O navio porta-contêineres Touska, que foi abordado e apreendido por forças americanas no domingo, provavelmente transporta a bordo o que Washington considera itens de dupla utilização que poderiam ser usados pelos militares, disseram fontes de segurança marítima na segunda-feira.
Cessar-fogo entre Israel e Hezbollah foi prorrogado em três semanas, diz Trump
O presidente dos Estados Unidos, Donald Trump, anunciou que Israel e o Líbano concordaram em prorrogar por três semanas o cessar-fogo entre Israel e o Hezbollah, após negociações realizadas na Casa Branca nesta quinta-feira (23/04).
"A reunião correu muito bem! Os Estados Unidos vão colaborar com o Líbano para ajudá-lo a se proteger do Hezbollah", escreveu ele no Truth Social. "O cessar-fogo entre Israel e o Líbano será prorrogado por três semanas", acrescentou. As autoridades de ambos os países não haviam se pronunciado sobre as reuniões até a última atualização pela DW.
A reunião foi a segunda negociação de alto nível entre os dois países desde a semana passada. O cessar-fogo inicial de dez dias, que entrou em vigor na última sexta-feira (17/04), deveria expirar na próxima segunda-feira (27/04).
"Os Estados Unidos vão colaborar com o Líbano para ajudá-lo a se proteger do Hezbollah", afirmou Trump, também nas redes sociais. Ele acrescentou que espera encontrar-se pessoalmente com o primeiro-ministro israelense Benjamin Netanyahu e o presidente libanês Joseph Aoun "em breve".
O Hezbollah rejeitou as negociações. Wafiq Safa, membro de alto escalão do conselho político do grupo, disse à Associated Press que o Hezbollah não respeitará nenhum acordo firmado durante as negociações diretas.
Apesar disso, as negociações representam um passo importante para dois países sem relações diplomáticas que estão oficialmente em guerra desde a fundação de Israel, em 1948.

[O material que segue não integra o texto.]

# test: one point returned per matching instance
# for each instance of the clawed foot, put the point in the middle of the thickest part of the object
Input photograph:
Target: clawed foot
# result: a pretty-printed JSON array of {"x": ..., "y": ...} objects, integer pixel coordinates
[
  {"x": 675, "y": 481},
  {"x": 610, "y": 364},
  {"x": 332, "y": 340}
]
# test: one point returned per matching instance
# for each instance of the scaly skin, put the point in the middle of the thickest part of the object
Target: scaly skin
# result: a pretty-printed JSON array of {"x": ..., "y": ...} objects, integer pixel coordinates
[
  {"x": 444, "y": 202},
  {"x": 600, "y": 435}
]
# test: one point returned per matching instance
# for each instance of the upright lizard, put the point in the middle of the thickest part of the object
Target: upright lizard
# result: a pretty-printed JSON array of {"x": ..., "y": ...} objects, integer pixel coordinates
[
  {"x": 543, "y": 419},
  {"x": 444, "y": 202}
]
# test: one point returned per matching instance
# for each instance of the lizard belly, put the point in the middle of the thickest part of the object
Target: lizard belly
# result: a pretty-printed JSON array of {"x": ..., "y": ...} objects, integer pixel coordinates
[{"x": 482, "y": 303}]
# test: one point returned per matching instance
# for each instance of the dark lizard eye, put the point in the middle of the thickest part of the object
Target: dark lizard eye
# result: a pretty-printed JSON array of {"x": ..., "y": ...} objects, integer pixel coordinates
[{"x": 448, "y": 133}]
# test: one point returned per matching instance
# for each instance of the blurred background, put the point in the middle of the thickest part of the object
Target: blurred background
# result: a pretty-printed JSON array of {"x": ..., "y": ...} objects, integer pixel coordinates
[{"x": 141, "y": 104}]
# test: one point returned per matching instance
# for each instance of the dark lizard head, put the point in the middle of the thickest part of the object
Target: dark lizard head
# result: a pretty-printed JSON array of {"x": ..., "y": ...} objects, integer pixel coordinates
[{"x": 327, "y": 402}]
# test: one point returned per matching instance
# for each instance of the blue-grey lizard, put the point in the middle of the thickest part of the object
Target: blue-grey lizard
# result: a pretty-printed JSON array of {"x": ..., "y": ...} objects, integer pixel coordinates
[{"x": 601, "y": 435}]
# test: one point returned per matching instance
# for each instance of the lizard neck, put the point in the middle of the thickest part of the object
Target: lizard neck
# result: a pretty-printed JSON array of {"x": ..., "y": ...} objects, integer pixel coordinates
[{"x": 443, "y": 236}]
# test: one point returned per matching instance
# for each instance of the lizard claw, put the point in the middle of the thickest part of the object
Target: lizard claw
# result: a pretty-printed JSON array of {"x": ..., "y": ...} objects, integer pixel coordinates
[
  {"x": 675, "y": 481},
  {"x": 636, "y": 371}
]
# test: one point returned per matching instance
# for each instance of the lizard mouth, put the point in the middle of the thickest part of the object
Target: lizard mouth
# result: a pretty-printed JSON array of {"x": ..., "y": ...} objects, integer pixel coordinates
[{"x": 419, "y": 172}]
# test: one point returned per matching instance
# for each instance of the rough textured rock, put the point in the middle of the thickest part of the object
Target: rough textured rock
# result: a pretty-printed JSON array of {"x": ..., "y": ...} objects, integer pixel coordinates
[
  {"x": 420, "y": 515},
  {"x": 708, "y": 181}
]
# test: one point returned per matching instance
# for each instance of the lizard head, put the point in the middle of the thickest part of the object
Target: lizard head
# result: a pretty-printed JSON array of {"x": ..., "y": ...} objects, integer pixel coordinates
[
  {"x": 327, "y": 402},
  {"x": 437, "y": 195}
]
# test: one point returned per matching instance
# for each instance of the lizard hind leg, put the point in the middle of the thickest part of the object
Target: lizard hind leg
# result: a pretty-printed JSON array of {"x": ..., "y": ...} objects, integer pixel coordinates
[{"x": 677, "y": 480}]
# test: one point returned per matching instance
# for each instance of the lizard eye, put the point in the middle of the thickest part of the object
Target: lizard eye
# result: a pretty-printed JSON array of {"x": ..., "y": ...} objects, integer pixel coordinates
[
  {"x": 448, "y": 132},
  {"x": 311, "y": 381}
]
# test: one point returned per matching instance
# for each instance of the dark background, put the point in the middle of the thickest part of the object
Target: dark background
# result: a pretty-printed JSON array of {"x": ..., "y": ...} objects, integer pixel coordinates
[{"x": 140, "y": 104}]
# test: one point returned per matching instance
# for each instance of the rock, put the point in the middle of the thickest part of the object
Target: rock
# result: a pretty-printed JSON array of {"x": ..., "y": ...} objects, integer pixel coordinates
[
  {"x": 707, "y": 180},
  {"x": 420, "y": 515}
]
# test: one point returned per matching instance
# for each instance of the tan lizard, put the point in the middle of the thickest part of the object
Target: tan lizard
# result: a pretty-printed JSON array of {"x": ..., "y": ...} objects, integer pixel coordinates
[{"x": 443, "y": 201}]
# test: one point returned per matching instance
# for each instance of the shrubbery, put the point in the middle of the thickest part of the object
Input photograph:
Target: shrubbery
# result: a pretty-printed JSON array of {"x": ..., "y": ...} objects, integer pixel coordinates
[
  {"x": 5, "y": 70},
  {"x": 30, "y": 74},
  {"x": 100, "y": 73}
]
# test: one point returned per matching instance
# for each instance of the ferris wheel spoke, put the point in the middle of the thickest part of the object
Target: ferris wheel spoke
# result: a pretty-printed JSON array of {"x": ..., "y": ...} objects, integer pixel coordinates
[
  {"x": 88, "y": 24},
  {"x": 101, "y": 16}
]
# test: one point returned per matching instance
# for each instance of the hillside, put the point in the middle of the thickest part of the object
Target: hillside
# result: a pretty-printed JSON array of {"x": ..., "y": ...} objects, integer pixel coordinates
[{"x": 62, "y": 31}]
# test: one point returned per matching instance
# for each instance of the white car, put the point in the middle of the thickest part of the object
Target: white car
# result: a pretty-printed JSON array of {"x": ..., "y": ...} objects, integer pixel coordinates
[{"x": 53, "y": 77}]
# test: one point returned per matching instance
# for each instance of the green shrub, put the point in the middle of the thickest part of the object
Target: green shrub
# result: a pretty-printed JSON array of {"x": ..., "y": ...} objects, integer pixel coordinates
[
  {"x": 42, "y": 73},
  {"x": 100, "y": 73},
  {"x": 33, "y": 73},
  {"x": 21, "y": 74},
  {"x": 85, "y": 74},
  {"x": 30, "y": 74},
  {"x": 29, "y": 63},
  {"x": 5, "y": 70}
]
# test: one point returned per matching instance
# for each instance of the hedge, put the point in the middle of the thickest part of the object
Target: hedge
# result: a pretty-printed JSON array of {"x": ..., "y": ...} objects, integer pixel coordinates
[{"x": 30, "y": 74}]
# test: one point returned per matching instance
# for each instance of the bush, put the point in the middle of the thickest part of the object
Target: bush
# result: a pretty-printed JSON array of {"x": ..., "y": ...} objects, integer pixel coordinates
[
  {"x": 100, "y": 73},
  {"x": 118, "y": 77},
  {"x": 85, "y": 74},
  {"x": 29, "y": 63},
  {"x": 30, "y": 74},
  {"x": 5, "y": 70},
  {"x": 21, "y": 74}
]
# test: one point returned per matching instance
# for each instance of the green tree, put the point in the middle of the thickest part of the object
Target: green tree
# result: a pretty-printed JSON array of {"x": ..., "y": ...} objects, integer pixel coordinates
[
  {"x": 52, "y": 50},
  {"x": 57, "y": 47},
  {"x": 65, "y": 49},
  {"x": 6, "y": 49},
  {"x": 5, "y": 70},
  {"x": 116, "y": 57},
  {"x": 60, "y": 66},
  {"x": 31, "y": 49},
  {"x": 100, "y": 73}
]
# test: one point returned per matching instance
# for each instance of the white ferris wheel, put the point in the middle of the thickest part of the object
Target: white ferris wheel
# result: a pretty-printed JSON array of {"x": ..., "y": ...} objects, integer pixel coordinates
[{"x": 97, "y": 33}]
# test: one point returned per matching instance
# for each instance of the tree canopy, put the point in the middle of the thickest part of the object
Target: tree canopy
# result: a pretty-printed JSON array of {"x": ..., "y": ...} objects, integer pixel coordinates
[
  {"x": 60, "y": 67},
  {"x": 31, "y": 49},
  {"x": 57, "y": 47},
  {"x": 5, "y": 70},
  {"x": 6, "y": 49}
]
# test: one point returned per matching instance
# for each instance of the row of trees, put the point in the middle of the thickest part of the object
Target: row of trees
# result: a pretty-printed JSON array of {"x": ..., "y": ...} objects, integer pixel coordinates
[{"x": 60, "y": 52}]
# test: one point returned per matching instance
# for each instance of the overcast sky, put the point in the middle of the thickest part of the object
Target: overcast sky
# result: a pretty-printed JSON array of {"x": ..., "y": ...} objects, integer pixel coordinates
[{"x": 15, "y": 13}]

O governo libanês espera que as negociações abram caminho para o fim definitivo da guerra. Enquanto o Irã estabeleceu o fim das guerras no Líbano e na região como condição para as negociações com os EUA, o Líbano insiste em se representar por conta própria.
Violações de cessar-fogo
Desde que a trégua entrou em vigor na semana passada, houve múltiplas violações por ambos os lados. Na quarta-feira (22/04), Amal Khalil, uma jornalista libanesa que cobria o sul do Líbano, foi morta por um ataque israelense.
Autoridades de saúde libanesas afirmaram que as forças armadas israelenses abriram fogo contra uma ambulância que havia chegado ao local, impedindo que as equipes de resgate chegassem até ela. Seu corpo foi retirado dos escombros de um prédio desabado várias horas depois.
As forças armadas israelenses negaram ter atacado deliberadamente jornalistas ou disparado contra equipes de resgate, mas o caso provocou indignação generalizada no Líbano antes das negociações em Washington.
O vice-primeiro-ministro do Líbano, Tarek Mitri, disse que o governo está elaborando um relatório que documenta crimes de guerra cometidos por Israel e que os ministros discutiram a adesão ao Tribunal Penal Internacional.
Nesta quinta, o Hezbollah anunciou ter lançado foguetes contra o norte de Israel em resposta às "violações" da trégua pelo exército israelense.
"Para defender o Líbano e seu povo, e em resposta à violação do cessar-fogo pelo inimigo israelense e aos seus ataques contra a cidade de Yater, no sul do Líbano", o Hezbollah "atingiu o assentamento de Shtula com uma salva de foguetes", informou o grupo pró-iraniano em um comunicado.
O exército israelense declarou ter identificado e interceptado "vários disparos provenientes do Líbano que penetraram em território israelense".
guerra já causou a morte de cerca de 2,3 mil pessoas no Líbano, incluindo centenas de mulheres e crianças, e deixou mais de 1 milhão de pessoas deslocadas.